Jornalismo — OMADEIRA
O Supremo Tribunal Federal decidiu, por maioria de votos, impedir a prorrogação dos trabalhos da Comissão Parlamentar Mista de Inquérito (CPMI) que investiga possíveis irregularidades no Instituto Nacional do Seguro Social (INSS). Com isso, a comissão deverá encerrar suas atividades até o dia 28 de março, quando também deverá ser apresentado o relatório final das apurações.
A decisão foi tomada com placar de 8 votos a 2 contra a ampliação do prazo da comissão. Votaram pela manutenção do prazo original os ministros Flávio Dino, Alexandre de Moraes, Cristiano Zanin, Nunes Marques, Dias Toffoli, Cármen Lúcia, Gilmar Mendes e Edson Fachin.
Apenas André Mendonça e Luiz Fux defenderam que a CPMI continuasse funcionando por mais 60 dias.
Relator do caso, Mendonça iniciou a sessão defendendo a continuidade das investigações.
Durante sua manifestação, o ministro argumentou que a interrupção dos trabalhos poderia impedir respostas sobre um esquema que, segundo ele, teria causado prejuízos bilionários justamente às parcelas mais vulneráveis da população, como aposentados, avós responsáveis por famílias e mães em situação de vulnerabilidade.
Apesar da posição apresentada por Mendonça, a maioria dos ministros entendeu que a extensão automática do prazo não possui respaldo legal.
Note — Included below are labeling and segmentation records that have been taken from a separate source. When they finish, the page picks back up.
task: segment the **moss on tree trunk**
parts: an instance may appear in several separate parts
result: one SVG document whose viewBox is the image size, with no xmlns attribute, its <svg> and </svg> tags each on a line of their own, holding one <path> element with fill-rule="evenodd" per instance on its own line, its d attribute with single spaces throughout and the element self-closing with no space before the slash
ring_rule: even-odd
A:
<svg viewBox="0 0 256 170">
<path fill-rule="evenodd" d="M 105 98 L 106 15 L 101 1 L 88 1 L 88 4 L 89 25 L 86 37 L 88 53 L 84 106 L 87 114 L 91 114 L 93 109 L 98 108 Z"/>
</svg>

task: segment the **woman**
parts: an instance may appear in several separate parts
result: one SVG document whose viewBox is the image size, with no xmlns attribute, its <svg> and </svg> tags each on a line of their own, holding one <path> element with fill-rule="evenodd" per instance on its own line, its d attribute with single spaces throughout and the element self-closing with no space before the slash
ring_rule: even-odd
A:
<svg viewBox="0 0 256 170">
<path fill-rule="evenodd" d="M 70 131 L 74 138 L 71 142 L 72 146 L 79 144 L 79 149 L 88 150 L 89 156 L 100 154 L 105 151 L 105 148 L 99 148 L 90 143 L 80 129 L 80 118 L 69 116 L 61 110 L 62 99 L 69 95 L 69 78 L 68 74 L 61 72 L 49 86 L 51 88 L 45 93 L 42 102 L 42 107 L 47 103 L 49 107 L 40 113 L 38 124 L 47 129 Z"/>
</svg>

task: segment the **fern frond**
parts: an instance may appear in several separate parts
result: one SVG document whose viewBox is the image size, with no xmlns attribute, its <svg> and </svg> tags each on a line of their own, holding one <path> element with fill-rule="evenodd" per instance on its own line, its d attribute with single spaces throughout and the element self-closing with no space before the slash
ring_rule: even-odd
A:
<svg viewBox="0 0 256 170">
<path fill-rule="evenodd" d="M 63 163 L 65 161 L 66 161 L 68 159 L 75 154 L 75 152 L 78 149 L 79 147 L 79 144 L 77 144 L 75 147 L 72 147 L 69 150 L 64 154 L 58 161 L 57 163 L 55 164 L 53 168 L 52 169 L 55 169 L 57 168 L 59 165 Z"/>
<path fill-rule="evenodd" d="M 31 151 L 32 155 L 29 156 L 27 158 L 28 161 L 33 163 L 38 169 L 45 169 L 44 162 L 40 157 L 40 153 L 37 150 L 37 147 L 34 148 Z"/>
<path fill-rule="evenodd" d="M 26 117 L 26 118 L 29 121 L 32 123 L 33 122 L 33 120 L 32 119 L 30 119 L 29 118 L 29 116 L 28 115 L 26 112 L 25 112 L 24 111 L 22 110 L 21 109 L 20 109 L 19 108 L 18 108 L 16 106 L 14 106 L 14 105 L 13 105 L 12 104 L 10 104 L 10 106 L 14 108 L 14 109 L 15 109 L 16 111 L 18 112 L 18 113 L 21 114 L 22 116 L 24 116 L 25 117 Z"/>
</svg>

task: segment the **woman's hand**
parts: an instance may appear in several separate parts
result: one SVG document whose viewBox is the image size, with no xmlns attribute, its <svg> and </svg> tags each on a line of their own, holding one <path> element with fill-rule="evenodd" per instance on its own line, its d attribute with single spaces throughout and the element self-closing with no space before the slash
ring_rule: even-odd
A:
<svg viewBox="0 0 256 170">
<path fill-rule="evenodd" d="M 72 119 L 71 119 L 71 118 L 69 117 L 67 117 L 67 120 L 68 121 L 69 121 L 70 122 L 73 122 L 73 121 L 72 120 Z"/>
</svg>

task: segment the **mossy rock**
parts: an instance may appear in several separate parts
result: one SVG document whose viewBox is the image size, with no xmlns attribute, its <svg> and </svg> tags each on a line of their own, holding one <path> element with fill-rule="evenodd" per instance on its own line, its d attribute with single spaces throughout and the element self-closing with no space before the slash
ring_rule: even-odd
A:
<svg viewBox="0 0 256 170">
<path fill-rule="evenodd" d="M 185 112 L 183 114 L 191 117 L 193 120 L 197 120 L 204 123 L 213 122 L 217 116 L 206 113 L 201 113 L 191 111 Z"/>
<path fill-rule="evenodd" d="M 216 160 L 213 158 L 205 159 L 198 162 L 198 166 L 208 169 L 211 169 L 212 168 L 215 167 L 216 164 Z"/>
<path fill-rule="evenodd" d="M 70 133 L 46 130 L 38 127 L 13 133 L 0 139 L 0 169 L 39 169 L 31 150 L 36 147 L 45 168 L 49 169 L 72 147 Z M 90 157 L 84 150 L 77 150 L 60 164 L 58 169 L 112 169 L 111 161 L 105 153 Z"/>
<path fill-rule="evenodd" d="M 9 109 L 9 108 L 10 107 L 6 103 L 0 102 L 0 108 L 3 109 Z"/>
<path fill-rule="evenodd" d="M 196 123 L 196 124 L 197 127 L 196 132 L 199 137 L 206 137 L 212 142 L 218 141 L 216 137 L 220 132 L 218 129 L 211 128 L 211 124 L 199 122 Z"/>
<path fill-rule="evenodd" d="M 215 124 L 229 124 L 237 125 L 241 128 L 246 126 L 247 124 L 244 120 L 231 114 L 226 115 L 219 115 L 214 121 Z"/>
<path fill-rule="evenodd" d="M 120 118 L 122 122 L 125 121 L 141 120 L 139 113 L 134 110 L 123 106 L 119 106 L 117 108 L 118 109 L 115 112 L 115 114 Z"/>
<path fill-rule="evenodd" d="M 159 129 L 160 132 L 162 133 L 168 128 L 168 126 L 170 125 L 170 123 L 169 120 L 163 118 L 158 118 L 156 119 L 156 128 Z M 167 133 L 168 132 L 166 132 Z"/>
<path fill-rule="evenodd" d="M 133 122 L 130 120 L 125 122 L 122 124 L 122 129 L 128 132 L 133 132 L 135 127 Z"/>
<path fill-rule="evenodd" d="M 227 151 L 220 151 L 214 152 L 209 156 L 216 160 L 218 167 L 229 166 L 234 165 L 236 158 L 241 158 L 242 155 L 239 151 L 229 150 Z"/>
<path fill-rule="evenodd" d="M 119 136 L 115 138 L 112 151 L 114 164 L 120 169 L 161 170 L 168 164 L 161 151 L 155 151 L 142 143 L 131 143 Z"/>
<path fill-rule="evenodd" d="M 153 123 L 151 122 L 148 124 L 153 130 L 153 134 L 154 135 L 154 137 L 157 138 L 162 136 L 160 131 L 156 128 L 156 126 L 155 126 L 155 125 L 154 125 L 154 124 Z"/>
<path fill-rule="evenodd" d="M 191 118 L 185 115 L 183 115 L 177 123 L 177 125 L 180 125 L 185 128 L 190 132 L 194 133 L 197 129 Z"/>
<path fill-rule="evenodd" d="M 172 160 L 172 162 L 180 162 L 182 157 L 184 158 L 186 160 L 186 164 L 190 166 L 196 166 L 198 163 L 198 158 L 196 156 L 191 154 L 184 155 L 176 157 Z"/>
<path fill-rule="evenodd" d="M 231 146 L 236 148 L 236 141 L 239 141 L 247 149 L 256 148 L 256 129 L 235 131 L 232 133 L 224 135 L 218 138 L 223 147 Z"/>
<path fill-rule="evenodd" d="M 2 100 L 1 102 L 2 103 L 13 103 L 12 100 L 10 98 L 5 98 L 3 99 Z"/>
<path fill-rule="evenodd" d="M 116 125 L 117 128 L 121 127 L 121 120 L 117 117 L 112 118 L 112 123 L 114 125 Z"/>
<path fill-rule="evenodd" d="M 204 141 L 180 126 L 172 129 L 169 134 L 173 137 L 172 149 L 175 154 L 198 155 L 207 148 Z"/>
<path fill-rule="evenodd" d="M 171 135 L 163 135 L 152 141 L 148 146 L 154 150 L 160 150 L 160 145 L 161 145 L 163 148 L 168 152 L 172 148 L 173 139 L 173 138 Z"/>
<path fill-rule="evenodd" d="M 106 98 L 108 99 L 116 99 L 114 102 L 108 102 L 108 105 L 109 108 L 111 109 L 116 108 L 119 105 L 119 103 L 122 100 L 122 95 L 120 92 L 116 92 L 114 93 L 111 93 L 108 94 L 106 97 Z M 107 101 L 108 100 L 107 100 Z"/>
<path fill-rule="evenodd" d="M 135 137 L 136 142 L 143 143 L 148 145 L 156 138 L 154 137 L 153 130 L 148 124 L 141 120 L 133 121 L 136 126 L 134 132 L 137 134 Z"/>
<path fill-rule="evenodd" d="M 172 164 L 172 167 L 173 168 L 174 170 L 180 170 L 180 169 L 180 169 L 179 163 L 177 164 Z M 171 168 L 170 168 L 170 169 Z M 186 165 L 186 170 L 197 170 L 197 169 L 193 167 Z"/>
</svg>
Durante o julgamento, alguns integrantes da Corte também criticaram a condução da CPMI, citando problemas como o vazamento de informações sigilosas.
O ministro Gilmar Mendes destacou que o pedido de ampliação do prazo poderia até ser analisado, mas deveria ocorrer dentro do próprio Congresso Nacional, e não por decisão do Supremo. Para ele, essa é uma atribuição interna do Legislativo.
Com a decisão do STF, a CPMI do INSS terá que concluir seus trabalhos dentro do prazo já estabelecido e apresentar suas conclusões ao Congresso até o final de março.